Page 113 of Life and Death
“They had already died from the disease. I was alone. That’s why she chose me. In all the chaos of the epidemic, no one would ever realize I was gone.”
“How did she . . . save you?”
A few seconds passed, and when she spoke again she seemed to be choosing her words very carefully.
“It was difficult. Not many of us have the restraint necessary to accomplish it. But Carine has always been the most humane, the most compassionate of all of us. . . . I don’t think you could find her equal anywhere in history.” She paused. “For me, it was merely very, very painful.”
She set her jaw, and I could tell she wasn’t going to say anything more about it. I filed it away for later. My curiosity on the subject was hardly idle. There were lots of angles I needed to think through on this particular issue, angles that were only beginning to occur to me.
Her soft voice interrupted my thoughts. “She acted from loneliness. That’s usually the reason behind the choice. I was the first in Carine’s family, though she found Earnest soon after. He fell from a cliff. They took him straight to the hospital morgue, though, somehow, his heart was still beating.”
“So you have to be dying, then. . . .”
“No, that’s just Carine. She would never do that to someone who had another choice, any other choice.” The respect in her voice was profound whenever she spoke of her adoptive mother. “It is easier, she says, though, if the heart is weak.” She stared at the now-dark road, and I could feel the subject closing again.
“And Eleanor and Royal?”
“Carine brought Royal into our family next. I didn’t realize till much later that she was hoping he would be to me what Earnest was to her—she was careful with her thoughts around me.” She rolled her eyes. “But he was never more than a brother. It was only two years later that he found Eleanor. He was hunting—we were in Appalachia at the time—and found a bear about to finish her off. He carried her back to Carine, more than a hundred miles, afraid he wouldn’t be able to do it himself. I’m only beginning to guess how difficult that journey was for him.” She threw a pointed glance in my direction and raised our hands, still folded together, to brush her cheek against my hand.
“But he made it.”
“Yes. He saw something in her face that made him strong enough. And they’ve been together ever since. Sometimes they live separately from us, as a married couple. But the younger we pretend to be, the longer we can stay in any given place. Forks is perfect in many ways, so we all enrolled in high school.” She laughed. “I suppose we’ll have to go to the wedding in a few years. Again.”
“Archie and Jessamine?”
“Archie and Jessamine are two very rare creatures. They both developed aconscience, as we refer to it, with no outside guidance. Jessamine belonged to another . . . family, a very different kind of family. She became depressed, and she wandered on her own. Archie found her. Like me, he has certain gifts.”

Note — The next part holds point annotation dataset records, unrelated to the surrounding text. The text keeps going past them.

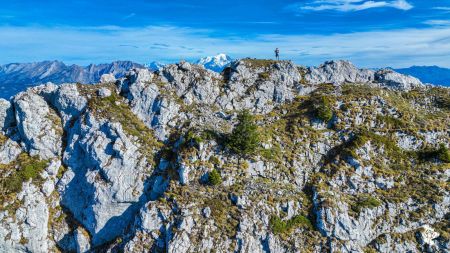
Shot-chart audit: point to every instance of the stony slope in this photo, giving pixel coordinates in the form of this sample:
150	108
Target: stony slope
428	74
144	164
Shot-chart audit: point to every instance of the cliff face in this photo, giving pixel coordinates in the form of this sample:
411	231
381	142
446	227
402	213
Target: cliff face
144	163
16	77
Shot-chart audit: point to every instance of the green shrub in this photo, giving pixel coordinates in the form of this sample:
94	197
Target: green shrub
278	226
365	202
320	107
428	154
245	139
264	75
443	154
214	160
214	177
24	169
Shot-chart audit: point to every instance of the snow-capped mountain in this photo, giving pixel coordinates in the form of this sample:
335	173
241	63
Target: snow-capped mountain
215	63
428	74
155	66
15	77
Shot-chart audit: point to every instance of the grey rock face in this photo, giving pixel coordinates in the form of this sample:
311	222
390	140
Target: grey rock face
154	109
397	81
6	115
69	103
258	85
339	72
17	77
29	224
105	181
104	93
39	125
311	186
108	78
9	151
192	83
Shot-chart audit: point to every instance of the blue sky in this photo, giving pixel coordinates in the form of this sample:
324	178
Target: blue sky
371	33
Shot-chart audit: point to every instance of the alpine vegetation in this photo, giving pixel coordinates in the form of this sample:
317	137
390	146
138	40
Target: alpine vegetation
266	156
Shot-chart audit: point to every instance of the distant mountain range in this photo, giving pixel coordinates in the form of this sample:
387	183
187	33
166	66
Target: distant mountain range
16	77
428	74
215	63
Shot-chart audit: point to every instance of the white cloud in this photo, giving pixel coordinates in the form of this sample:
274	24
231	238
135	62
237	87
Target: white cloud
396	48
442	8
348	5
437	22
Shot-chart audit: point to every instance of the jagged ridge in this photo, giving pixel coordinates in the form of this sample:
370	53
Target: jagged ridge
127	162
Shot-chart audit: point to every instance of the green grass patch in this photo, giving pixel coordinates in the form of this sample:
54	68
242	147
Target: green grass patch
365	201
214	177
13	175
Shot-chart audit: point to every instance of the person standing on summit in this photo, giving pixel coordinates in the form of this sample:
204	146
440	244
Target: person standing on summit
277	53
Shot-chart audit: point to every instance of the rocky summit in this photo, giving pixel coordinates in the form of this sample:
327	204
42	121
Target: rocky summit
266	156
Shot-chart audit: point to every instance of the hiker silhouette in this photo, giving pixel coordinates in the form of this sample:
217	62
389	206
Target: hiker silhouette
277	54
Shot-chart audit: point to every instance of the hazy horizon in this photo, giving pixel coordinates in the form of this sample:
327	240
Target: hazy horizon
394	33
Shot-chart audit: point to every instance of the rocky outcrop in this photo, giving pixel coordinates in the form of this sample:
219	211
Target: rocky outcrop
105	180
6	115
339	72
144	163
39	125
397	81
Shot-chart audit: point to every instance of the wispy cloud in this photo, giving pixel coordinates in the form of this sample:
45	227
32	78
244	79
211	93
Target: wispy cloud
437	22
442	8
347	5
396	48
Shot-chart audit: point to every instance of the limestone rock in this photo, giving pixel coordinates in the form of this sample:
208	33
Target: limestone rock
39	125
338	72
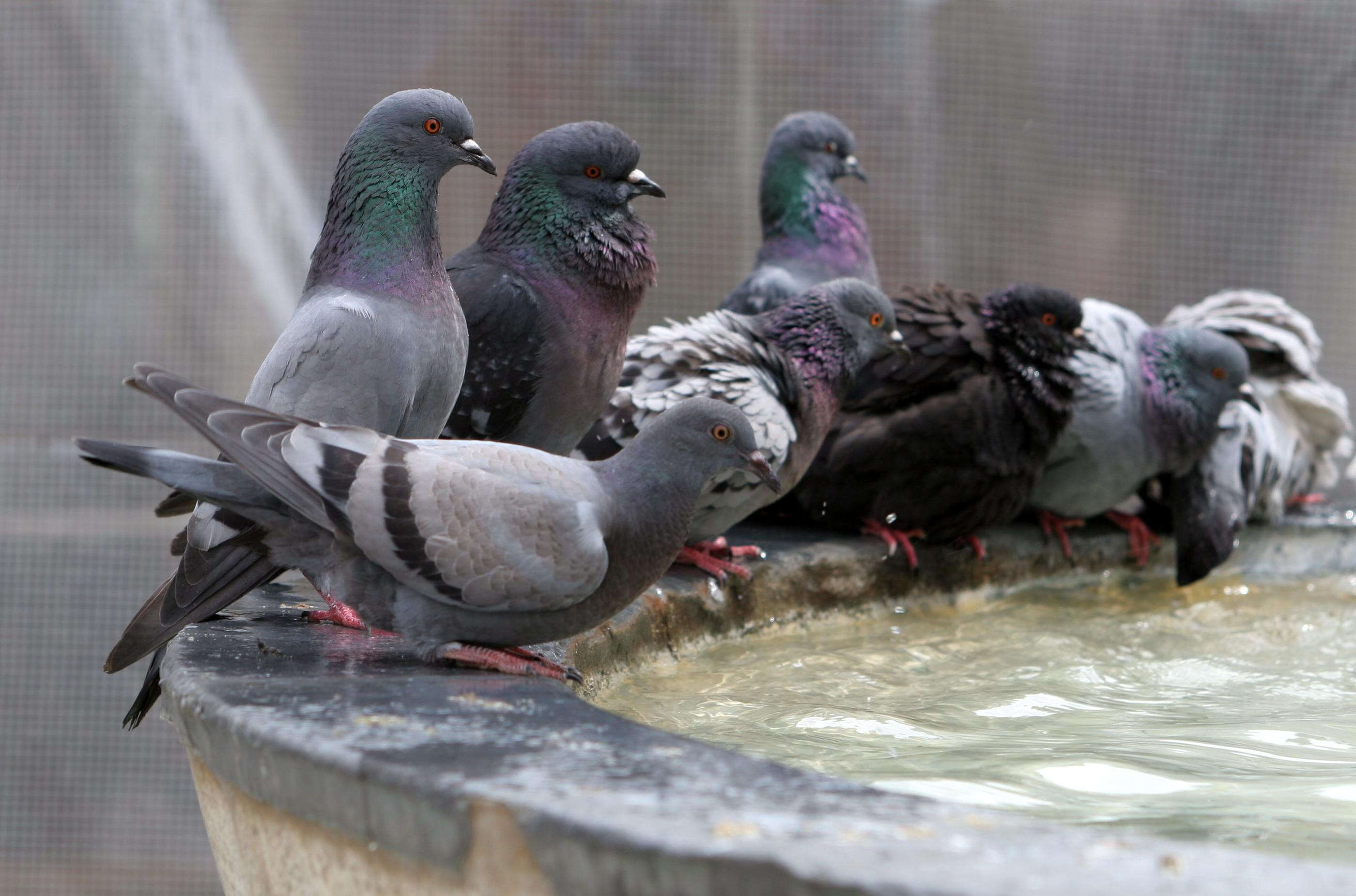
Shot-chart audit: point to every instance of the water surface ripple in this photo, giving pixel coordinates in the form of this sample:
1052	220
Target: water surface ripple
1222	712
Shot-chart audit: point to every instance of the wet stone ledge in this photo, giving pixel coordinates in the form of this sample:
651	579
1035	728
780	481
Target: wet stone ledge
331	762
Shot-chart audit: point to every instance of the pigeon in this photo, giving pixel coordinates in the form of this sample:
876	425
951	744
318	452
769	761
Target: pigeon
787	369
1148	403
1271	455
551	287
811	231
468	549
951	440
377	341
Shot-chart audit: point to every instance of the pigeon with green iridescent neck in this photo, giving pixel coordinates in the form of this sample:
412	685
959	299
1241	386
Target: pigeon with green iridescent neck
551	287
377	341
811	231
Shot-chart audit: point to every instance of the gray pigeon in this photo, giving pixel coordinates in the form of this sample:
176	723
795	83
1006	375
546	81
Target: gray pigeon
551	287
811	231
1148	402
377	341
470	549
1272	455
788	369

“Really?” I interrupted, fascinated. “But you said you were the only one who could hear people’s thoughts.”
“That’s true. He knows other things. Heseesthings—things that might happen, things that are coming. But it’s very subjective. The future isn’t set in stone. Things change.”
Her jaw set when she said that, and her eyes darted to my face and away so quickly that I wasn’t sure if I’d only imagined it.

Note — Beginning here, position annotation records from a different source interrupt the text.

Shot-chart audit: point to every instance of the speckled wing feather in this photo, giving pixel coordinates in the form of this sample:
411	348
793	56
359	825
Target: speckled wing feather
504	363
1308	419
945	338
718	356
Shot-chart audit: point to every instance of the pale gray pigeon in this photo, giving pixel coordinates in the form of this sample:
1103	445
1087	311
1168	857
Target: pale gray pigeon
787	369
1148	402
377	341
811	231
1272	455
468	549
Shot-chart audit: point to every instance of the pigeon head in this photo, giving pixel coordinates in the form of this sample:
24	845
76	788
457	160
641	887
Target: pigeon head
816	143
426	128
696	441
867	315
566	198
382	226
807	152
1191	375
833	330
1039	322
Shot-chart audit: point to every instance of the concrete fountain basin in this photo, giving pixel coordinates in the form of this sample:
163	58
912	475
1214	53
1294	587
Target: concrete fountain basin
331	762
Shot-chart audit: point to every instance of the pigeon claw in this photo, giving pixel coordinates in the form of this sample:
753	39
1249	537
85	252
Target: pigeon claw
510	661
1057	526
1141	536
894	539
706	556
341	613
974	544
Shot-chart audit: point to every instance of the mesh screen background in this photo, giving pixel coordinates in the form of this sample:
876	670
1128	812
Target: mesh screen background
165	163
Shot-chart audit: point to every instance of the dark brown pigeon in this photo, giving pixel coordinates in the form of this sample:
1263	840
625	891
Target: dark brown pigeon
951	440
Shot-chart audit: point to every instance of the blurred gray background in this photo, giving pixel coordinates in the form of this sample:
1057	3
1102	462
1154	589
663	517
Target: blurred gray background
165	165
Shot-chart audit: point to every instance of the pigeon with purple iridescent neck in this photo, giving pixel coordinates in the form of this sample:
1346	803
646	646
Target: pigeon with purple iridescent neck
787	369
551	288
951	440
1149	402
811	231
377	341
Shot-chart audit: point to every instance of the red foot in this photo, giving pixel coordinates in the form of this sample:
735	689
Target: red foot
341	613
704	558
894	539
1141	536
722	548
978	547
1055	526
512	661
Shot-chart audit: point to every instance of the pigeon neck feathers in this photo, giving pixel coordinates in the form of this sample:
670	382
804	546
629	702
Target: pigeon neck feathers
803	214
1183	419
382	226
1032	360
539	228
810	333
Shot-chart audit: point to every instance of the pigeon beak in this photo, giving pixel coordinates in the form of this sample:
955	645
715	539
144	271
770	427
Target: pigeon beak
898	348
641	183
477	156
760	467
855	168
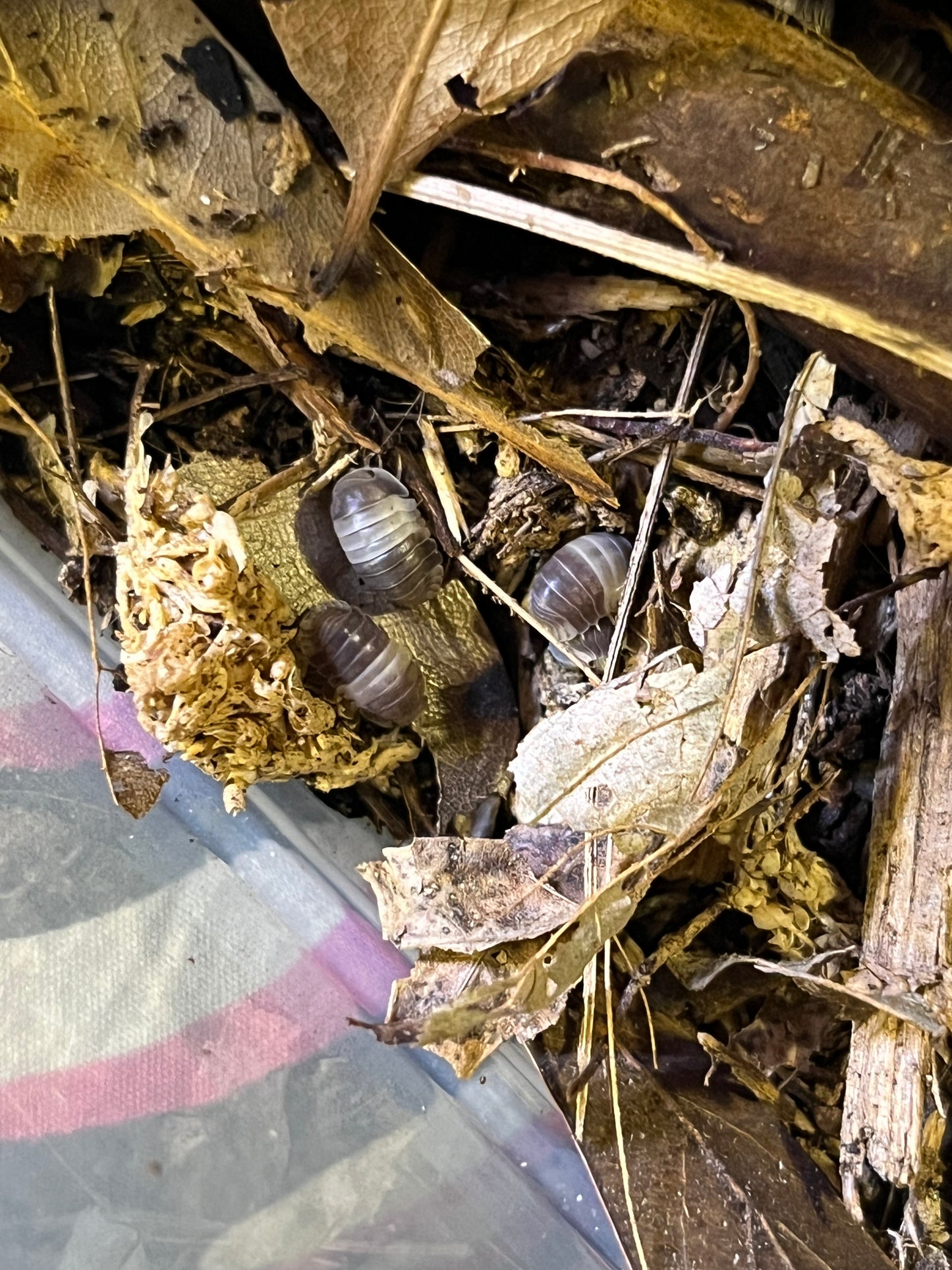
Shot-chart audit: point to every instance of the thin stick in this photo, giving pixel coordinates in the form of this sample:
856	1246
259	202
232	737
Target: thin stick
370	178
675	262
516	608
617	1111
727	417
70	424
238	385
653	502
249	502
589	983
588	172
442	479
64	382
760	545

“What kinds of things does he see?”
“He saw Jessamine and knew that she was looking for him before she knew it herself. He saw Carine, and our family, and they came together to find us. He’s most sensitive to non-humans. He always knows, for example, when another group of our kind is coming near. And any threat they may pose.”
“Are there a lot of . . . your kind?” I was surprised. How many of them could walk around with us all totally oblivious?
My mind got caught on one word she’d said.Threat. It was the first time she’dever said anything to hint that her world wasn’t just dangerous for humans. It made me anxious, and I was about to ask a new question, but she was already answering my first.
“No, not many. But most won’t settle in any one place. Only those like us, who’ve given up hunting you people”—a sly glance in my direction—“can live together with humans for any length of time. We’ve only found one other family like ours, in a small village in Alaska. We lived together for a time, but there were so many of us that we became too noticeable. Those of us who live . . . differently, tend to band together.”
“And the others?”
“Nomads, for the most part. We’ve all lived that way at times. It gets tedious, like anything else. But we run across the others now and then, because most of us prefer the North.”
“Why is that?”
We were parked in front of my house now, and she turned off the truck. The silence that followed its roar felt intense. It was very dark; there was no moon. The porch light was off, so I knew my dad wasn’t home yet.
“Did you have your eyes open this afternoon?” she teased. “Do you think I could walk down the street in the sunlight without causing traffic accidents?”
I thought to myself that she could stop traffic even without all the pyrotechnics.
“There’s a reason why we chose the Olympic Peninsula, one of the most sunless places in the world. It’s nice to be able to go outside in the day. You wouldn’t believe how tired you can get of nighttime in eighty-odd years.”
“So that’s where the legends came from?”